The story behind this iconic photo of resistance, the emergence of Neo-Nazism in Sweden, and what the image means more than 30 years later.
I think it’s safe to assume that most people wouldn’t react the same way the woman in this picture did if they ever saw a bunch of neo-Nazis marching down the street. Neo-Nazis are not the friendliest of people out there, so most people’s reaction would be a combination of fear, anger, and maybe discomfort. I’m pretty sure that most would avoid the group and take a different street, or at least walk as far away from them as possible. The woman in the picture, though, is not like most people. She saw the group of men marching and chose not to ignore what was happening in front of her, so she grabbed her bag, swung it, and hit the guy with the flag over the head.

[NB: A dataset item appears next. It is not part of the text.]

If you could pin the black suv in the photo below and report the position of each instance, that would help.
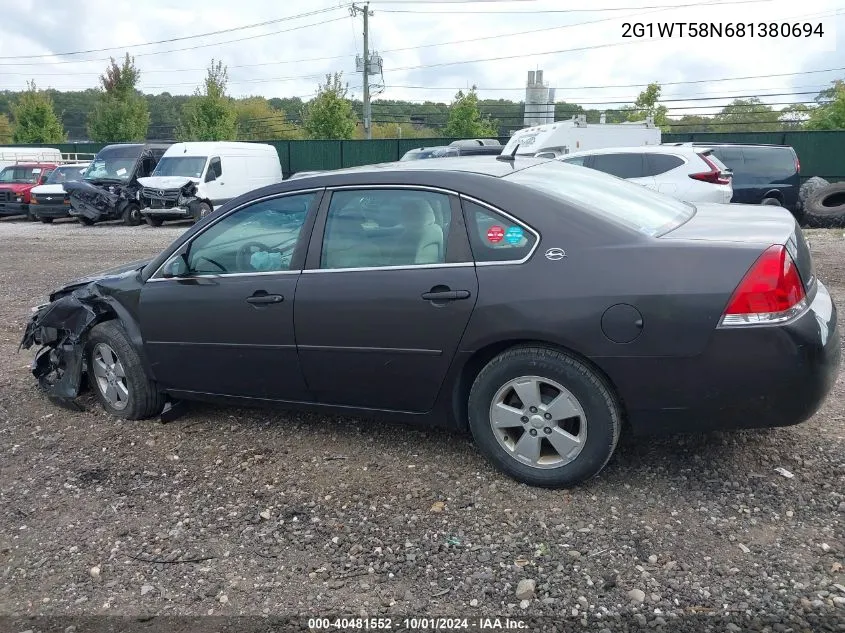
(762, 174)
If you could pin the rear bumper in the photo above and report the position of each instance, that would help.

Unbeknownst to her, someone snapped a photo of this moment and turned a small, seemingly insignificant action into a symbol of resistance and humanity.
Nordic Resistance Movement marching in Borlange, central Sweden in 2016.
The photo was taken by photographer Hans Runesson in Växjö, Sweden, on April 13, 1985. That day, the Nordic Reich Party was having a demonstration in the city, and the man who was hit on the head was participating in it. The woman who hit him was Danuta Danielsson, a 38-year-old Polish-Jewish immigrant who had recently moved to Sweden. Apparently, her mother had been in a concentration camp, and Danielsson felt very strongly about the presence of neo-Nazis in her neighborhood. And it’s really her anger at this presence what makes the photo so iconic. She looks like any normal woman you’d see walking down the street, but at the moment the picture was taken her face is transformed into a grimace of anger, outrage, and indignation. Her feelings are so strong that she wasn’t able to contain herself, and she had no choice but to act.
Swedish Resistance Front marching in Stockholm in 2014. Source: Aftonbladet
The context that surrounds the image is the history of Nazism in Sweden in the mid-20th century and the rise of neo-Nazism over the last few decades. In contrast to Norway, which was occupied by the Germans in World War II, Sweden always remained neutral. However, many of its leaders adhered to Nazi ideologies and even supported the Third Reich despite Sweden’s alleged neutrality. There have also always been small minority political parties with nationalistic and anti-Semitic views that never manage to dominate the political landscape but are always there in some way. The Nordic Reich Party, for instance (the one who was marching in the picture), was founded in 1956, eleven years after the end of World War II, and became very strong in the 1980s.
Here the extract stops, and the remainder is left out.